Neighbors immediately called police who found that she had been beaten and her home ransacked. 

“They hit her in the face with a rock, they used rope and also sticks and a potted plant,” explained Lt. John O’Hanlon.

She was rushed to Temple University Hospital where she was treated for cuts and bruises to her face and knees.

A family friend said the suspects followed the victim as she returned home from doing laundry. “When she got home, they beat her and threw stuff into the house.”

The friend added, “They kept asking for money and they took her purse with some important paper in there.”

Police say the suspects were later identified as three black youth ages 7, 10, and 12 years-old.

“It’s amazing that these kids so young can be so violent,” Lt. O’Hanlon said.

But a neighbor named Edward Pastoriza told CBS he wasn't surprised at all: “It doesn’t surprise me. A lot of these kids, they hang around with older kids and they learn how to do things like this.”

The 10 year-old suspect is a neighbor of the victim whose mother knew something was wrong when she saw the police.

" . . . (S)he basically came outside and said, ‘Here he is',” Lt. O'Hanlon said.

Police believe they have identified the other two suspects as 7 and 12-year-old boys.

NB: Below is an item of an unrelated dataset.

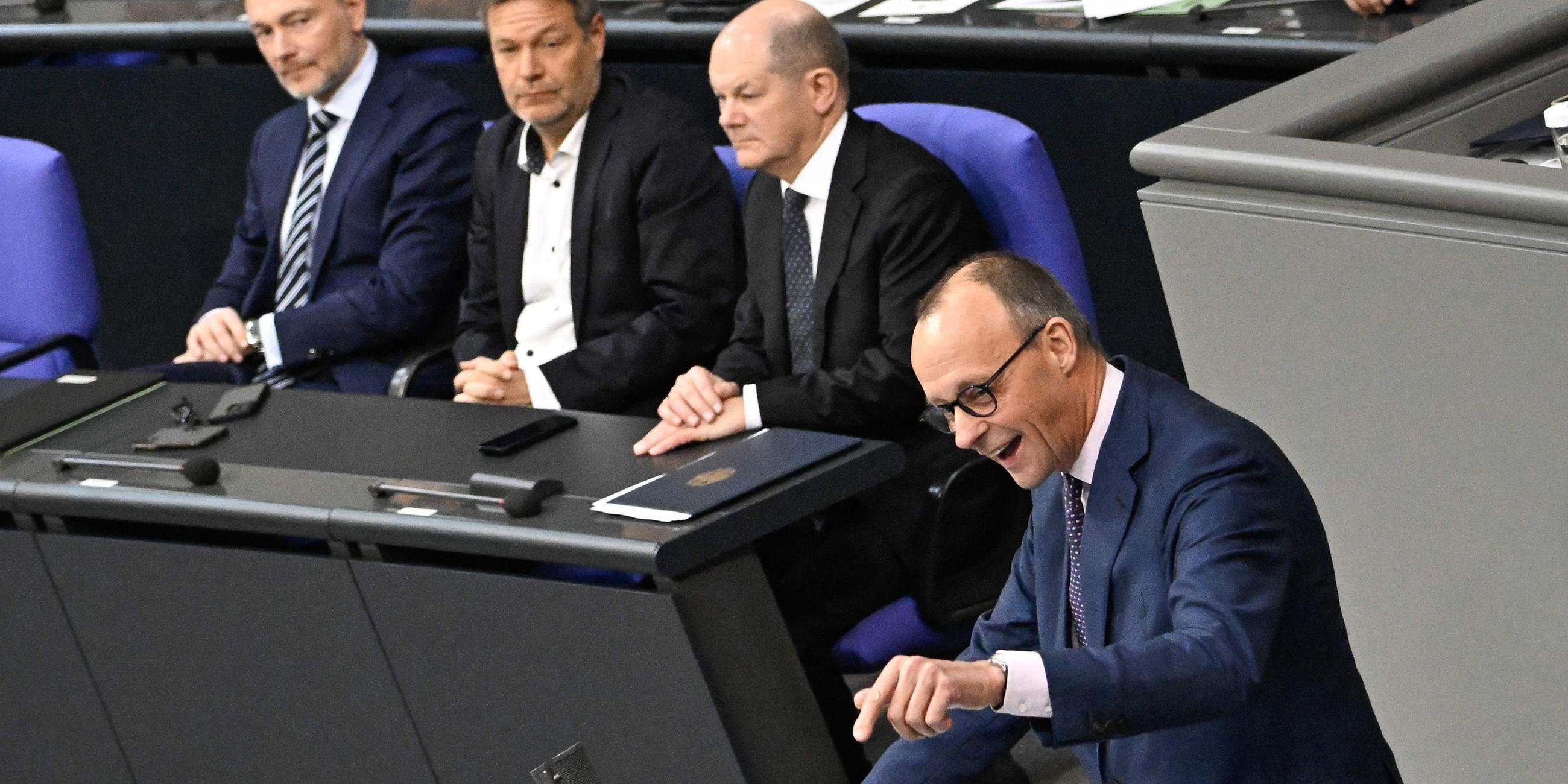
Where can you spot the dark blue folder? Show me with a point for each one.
(725, 474)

They are planning to arrest the 10 and 12 year-old and charge them with Home Invasion Robbery and related offenses.

The 7 year-old is too young to be charged with a crime.

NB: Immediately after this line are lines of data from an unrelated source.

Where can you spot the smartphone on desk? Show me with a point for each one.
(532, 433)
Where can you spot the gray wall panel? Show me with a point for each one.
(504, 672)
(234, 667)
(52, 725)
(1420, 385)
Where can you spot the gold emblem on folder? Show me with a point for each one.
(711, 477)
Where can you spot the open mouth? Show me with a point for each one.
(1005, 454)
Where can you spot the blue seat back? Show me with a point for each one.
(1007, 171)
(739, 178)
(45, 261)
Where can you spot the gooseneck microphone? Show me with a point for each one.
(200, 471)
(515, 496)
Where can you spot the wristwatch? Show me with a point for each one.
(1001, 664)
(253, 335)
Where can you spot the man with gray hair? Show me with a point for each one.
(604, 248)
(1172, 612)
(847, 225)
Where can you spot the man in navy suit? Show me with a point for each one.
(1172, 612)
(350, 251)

One of the youngest children to ever be charged with a serious crime in the U.S. was Carl Newton Mahan, six, who shot and killed his friend Cecil Van Hoose, eight, in a fight on May 18, 1929 in Paintsville, Kentucky. Less than a week after the crime, Carl was on trial for murder. During the trial, he would sometimes climb up on the defense table and take a nap.  Convicted of murder, he was sentenced to 15 years of reform school, but the sentence was later overturned. He was eventually released to his parents on $500 bail.

In more recent times, the February 29, 2000 shooting of six year-old Kayla Rolland at Buell Elementary School in Mount Morris Township, Michigan  by a six year-old classmate named Dedric Owens, made Rolland the youngest school shooting victim in U.S. history. Apparently, Rolland had chastised Owens the day before for spitting on his desk. Owens came to school the next day with a relative's 32 calibur semi-automatic pistol and opened fire on the girl in plain view of a teacher and dozens of students. The bullet pierced a vital artery and Rolland was pronounced dead a short time later at a nearby hospital.  Owens was never charged with the crime. 

In an 1893 ruling, the U.S. Supreme Court declared that "children under the age of 7 years could not be guilty of felony, or punished for any capital offense, for within that age the child is conclusively presumed incapable of committing a crime."